Moreover, studies comparing two tests can have an unpaired or a paired design. In an unpaired design, each study subject is tested with only one of the two tests. In contrast, each study subject is tested with both tests in a paired design.
1.1.2 Test integrity
Knowledge of the true disease status of the individual must not influence the assessment of the diagnostic test. For example, if a radiologist is aware that a woman has breast cancer, she/he may scrutinize her mammogram more closely for signs of cancer, introducing a potential bias. In order to address this issue, blinding should be used. This means that the person who applies the diagnostic test must not know the true disease status, and the person who determines the true disease status (using a reference/gold standard test) must not know the test result.

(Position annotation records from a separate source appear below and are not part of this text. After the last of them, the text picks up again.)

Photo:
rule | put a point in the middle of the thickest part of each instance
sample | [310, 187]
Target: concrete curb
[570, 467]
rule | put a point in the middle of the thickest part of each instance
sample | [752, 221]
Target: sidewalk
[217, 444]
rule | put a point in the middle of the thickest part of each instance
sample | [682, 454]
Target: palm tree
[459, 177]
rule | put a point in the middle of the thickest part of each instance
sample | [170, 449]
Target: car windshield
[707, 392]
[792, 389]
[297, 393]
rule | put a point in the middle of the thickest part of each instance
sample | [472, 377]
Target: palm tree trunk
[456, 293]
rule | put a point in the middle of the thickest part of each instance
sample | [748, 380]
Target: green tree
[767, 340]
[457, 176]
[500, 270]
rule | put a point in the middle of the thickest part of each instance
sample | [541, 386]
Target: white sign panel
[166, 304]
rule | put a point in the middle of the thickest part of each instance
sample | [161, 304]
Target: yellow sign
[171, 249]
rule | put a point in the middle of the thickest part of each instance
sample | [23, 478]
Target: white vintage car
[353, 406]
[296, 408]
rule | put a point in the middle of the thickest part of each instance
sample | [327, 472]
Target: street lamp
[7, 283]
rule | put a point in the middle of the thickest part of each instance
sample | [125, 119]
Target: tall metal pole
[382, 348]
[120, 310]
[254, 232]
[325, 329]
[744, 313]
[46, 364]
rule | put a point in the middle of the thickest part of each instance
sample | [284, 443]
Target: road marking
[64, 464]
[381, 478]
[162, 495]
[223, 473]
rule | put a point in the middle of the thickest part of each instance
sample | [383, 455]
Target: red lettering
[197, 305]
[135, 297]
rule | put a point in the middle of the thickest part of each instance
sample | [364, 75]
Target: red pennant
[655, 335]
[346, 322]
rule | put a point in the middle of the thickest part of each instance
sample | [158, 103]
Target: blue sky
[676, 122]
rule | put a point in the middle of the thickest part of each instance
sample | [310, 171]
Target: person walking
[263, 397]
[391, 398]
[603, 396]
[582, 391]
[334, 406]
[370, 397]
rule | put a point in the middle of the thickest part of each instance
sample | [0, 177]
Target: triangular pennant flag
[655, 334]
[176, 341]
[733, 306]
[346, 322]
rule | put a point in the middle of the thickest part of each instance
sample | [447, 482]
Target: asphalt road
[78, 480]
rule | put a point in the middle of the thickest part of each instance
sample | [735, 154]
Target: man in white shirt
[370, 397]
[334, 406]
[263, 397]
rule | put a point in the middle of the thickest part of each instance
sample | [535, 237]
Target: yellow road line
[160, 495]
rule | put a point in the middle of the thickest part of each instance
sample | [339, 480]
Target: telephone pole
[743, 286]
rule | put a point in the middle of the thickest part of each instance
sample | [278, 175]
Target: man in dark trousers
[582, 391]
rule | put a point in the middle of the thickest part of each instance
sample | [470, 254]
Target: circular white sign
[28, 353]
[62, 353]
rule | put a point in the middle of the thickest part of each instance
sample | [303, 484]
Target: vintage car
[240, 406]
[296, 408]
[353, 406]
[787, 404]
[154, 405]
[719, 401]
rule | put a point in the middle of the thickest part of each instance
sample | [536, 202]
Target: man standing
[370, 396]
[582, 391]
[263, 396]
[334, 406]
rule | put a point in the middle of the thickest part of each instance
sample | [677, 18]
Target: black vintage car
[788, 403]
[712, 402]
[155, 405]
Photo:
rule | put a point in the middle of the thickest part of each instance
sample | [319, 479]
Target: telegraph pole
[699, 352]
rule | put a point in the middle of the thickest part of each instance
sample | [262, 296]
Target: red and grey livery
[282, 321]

Example 1.1 The Million Women Study (MW Study) is a cohort study of women’s health analysing data from more than one million women aged 50 and over (Oxford Population Health, 1996). 122’355 women between 50 and 64 years underwent a mammography and have been followed-up for a year to determine whether or not they have been diagnosed with breast cancer, confirmed via histology (the gold standard). The results are summarized in Table 1.1.
Mammography | no | yes | Total |
---|---|---|---|
negative | 117,744 | 97 | 117,841 |
positive | 3,885 | 629 | 4,514 |
Total | 121,629 | 726 | 122,355 |
1.2 Measures of diagnostic accuracy
The following notation is used for binary diagnostic tests:
\[\begin{eqnarray*} D & = & \left\{ \begin{array}{ll} 1 & \mbox{diseased} \\ 0 & \mbox{non-diseased} \end{array} \right. \end{eqnarray*}\]
\[\begin{eqnarray*} Y & = & \left\{ \begin{array}{ll} 1 & \mbox{test positive for disease} \\ 0 & \mbox{test negative for disease} \end{array} \right. \end{eqnarray*}\]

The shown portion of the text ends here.